Pero la escena que marcará un antes y un después no fue la de Chaparro, sino la de Esteban Servín. El hasta ayer aliado de Nuevo País se desmarcó sin pudor y formalizó su bloque unipersonal, usurpando el nombre de la alianza que lo llevó a ese lugar La decisión no sorprendió del todo —los rumores ya circulaban y algunos lo anticipaban como inminente—, pero el gesto de cortar amarras con Gabriela Neme y con la militancia que lo sostuvo cayó como un mazazo entre quienes lo habían acompañado. Fue la confirmación de una traición largamente incubada.
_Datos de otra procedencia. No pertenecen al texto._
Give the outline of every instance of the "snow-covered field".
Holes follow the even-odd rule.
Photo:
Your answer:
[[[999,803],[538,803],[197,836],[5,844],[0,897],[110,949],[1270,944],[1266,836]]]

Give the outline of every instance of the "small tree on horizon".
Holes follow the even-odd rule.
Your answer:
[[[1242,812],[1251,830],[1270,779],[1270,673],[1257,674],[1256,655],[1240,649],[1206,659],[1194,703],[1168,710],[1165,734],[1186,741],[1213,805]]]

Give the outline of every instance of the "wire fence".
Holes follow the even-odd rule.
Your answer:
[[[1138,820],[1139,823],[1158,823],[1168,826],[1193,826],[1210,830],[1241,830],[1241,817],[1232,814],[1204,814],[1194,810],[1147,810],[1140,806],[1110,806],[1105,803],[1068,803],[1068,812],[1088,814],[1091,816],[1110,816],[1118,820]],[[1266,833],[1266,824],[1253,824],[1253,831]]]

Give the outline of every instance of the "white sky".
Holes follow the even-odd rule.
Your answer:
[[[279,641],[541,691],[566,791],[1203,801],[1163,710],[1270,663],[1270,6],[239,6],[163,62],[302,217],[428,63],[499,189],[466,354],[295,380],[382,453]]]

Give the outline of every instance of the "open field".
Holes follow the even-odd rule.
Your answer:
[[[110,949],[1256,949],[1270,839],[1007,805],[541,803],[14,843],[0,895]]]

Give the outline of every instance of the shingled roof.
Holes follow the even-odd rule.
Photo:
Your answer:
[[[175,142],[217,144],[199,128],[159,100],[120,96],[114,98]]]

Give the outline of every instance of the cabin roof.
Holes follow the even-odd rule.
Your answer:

Porque Servín no se limitó a distanciarse: repitió el libreto ya conocido de otros opositores que terminaron cooptados por el oficialismo. Como Gerardo González en su momento, decidió “negociar por sí mismo”, habilitando un canal directo con el poder que gobierna la convención y la provincia. La estrategia es vieja y transparente: el oficialismo abre la billetera de promesas, privilegios y expectativas de futuro; el opositor díscolo recibe beneficios inmediatos y, a cambio, entrega el capital político de su representación. Servín eligió ese camino, sacrificando la confianza de la militancia y dinamitando la unidad de Nuevo País en plena convención.
El resultado es que, mientras se aprobaban modificaciones de peso —como los cambios en los artículos 69, 70, 100, 101 y 171, además de la incorporación de seis nuevos artículos que tocan desde la justicia oral hasta la inteligencia artificial—, lo que más resonó fue la ruptura de Servín. Y no es casual: detrás de cada reforma constitucional late la pregunta de quién negocia, quién se alinea y quién se vende.
El oficialismo celebró la ampliación de fueros, la progresiva oralidad en los procesos judiciales y la gratuidad de trámites para los sectores más vulnerables. También consolidó su control institucional con la creación constitucional del Tribunal Electoral Permanente, integrado por tres miembros con rango de jueces de Cámara, designados a propuesta del Ejecutivo. En paralelo, se desplegaron artículos de avanzada en ciencia, tecnología e innovación: derechos digitales, conectividad garantizada, impulso a la inteligencia artificial, biotecnología y nanotecnología, todo bajo un ropaje de modernidad que convive con una estructura política que sigue reproduciendo lógicas de control y verticalismo.
Mientras tanto, opositores como Fabián Firman cuestionaron los textos con la vehemencia de siempre, llegando incluso a calificar la nueva Constitución como “comunista” por la terminología utilizada en torno a la apropiación social del conocimiento. Pero la voz de la oposición quedó aún más debilitada por la fractura que provocó Servín.
Lo suyo no fue un gesto aislado: fue una operación política de alto impacto, la confirmación de que el oficialismo tiene la capacidad de tentar, dividir y absorber incluso a quienes llegaron con discursos de renovación. El nacimiento de su monobloque de conveniencia no es un acto de libertad, sino un certificado de claudicación. La traición de Servín no solo deja herida a Gabriela Neme y a Nuevo País, sino que le da al gobierno una herramienta más para fragmentar la resistencia en la convención.
La política formoseña tiene memoria. Y así como algunos nombres quedaron asociados para siempre a la docilidad funcional al poder, el de Esteban Servín acaba de inscribirse en esa lista. La historia juzgará si su apuesta personal le rinde frutos, pero la militancia ya lo condenó: eligió el camino fácil, el de los acuerdos a puertas cerradas, y traicionó a quienes lo llevaron hasta allí.
En una convención que discute el futuro de la provincia, Servín decidió discutir solo el suyo.